Any correction no matter what it comes from prong collar/flat collar/slip collar/stick/choke collar/your foot/ your hand/throwing your keys at the dog has the potential to cause a superstition.
That potential rises based on differences in a few different factors like novelty of the device used to punish or the environment you are in, intensity of stimulus, timing(bad timing obviously means higher chance of superstition), prior experience, whether or not you use an appropriate procedure that teaches a dog clearly, temperament of the dog and probably a few others I am blanking on at this moment.
The tool isn't the issue.
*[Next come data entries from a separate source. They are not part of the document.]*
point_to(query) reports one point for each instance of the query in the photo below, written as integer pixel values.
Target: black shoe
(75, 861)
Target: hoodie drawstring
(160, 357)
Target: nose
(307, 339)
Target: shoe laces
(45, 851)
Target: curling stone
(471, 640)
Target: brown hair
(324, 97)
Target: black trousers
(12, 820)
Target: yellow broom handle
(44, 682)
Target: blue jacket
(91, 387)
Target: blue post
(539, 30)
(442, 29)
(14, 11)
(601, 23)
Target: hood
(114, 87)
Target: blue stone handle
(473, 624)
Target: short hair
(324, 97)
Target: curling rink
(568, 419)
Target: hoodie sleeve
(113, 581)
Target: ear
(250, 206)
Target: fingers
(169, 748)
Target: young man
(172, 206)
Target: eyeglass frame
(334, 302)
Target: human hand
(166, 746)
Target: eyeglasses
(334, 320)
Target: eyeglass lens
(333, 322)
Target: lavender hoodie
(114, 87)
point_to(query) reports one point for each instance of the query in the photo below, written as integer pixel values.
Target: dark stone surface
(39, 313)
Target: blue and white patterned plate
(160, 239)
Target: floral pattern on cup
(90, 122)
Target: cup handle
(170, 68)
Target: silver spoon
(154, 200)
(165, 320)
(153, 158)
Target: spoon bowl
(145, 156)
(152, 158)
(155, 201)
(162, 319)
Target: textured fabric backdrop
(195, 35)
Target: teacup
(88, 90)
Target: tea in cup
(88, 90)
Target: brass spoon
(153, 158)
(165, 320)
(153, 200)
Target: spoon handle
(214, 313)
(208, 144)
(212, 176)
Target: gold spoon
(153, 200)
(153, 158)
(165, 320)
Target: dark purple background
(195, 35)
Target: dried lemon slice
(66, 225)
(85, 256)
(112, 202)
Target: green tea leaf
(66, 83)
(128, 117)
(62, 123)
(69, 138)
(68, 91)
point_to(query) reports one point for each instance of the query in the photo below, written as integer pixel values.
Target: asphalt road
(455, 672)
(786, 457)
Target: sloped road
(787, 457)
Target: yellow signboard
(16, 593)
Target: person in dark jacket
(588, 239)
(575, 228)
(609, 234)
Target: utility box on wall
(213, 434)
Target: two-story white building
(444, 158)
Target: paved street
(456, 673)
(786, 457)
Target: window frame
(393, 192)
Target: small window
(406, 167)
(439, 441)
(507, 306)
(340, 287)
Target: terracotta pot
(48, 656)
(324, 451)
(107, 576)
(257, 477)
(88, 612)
It is always the trainer.
And lets say your dog does end up with a superstition of something in the environment because of an e collar correction. Just show him it isn't true. Dogs go through periods of confusion when you are teaching and especially when you use corrections. They get over it once they understand. If you don't leave them in that confused state and continue to teach until they understand.
That being said. Most SMS trainers are probably crap and don't even really know what I just typed above. You can find someone better that is cheaper or at a similar price. ****, even Ivan Balabanov's pet training courses are cheaper than SMS. Jason Davis is great too he's in Florida as well.
|02-22-2015 02:53 PM|
|erik||Thats because the shock collars cause a lot of environmental fears. Especially if they are being overused, the dog never really understands whats going on. This is why this franchises training model is so negative. Unfortunately at the surface they look great in their videos and demos. People are so distracted by their desire to get their dogs trained quick and easy, that they don't take the time to research, as well as see how this quick and easy can actually be more harmful in the long run.|
|01-20-2013 11:30 PM|
I also asked this and because of their heavy marketing it seems this question comes up every now and then. I came to the conclusion (as many others did) that Sit means sit is very very bad news. What they do is not dog training but a simple video game like routine. Their philosophy is that you need the remote collar on them at all time. Well, if that's the case I guess I can just give my dog a shock for everything I don't want it to do. And the more it does it, the harder I shock it. Pretty easy.
I saw it and was impressed at what was done in 10 minutes but it was too good to be true. They have no regard for address development of superstitious behavior, conditioning, etc. It's mostly remote collar work done wrong.
|01-16-2013 05:41 PM|
|Nickyb||Big money for not a whole lot. Save your money and invest in an advanced obedience class.|
|01-14-2013 08:02 PM|
Some older threads to check out:
|01-14-2013 07:58 PM|
Since your dog is more advanced (so doesn't fit in to the biggest criticisms I have heard/seen), can you sit in on a few classes, preferably at least one where they're working on issues like you want to fix in your dog? Any reputable trainer should allow potential clients to sit in on 1-3 classes to make sure the methods fit their needs. If they won't allow you to watch even one class, I'd personally take that as a huge red flag. Seeing the methods in action can give you a lot more information than online reviews can, especially for a franchise like this where individual quality may vary hugely.
Personally, I would still stay away because I feel that a method that incorporates an E-collar so early is not likely to attract people who train the way I want my dogs trained. But this is an area that is open to debate, so that's just my opinion.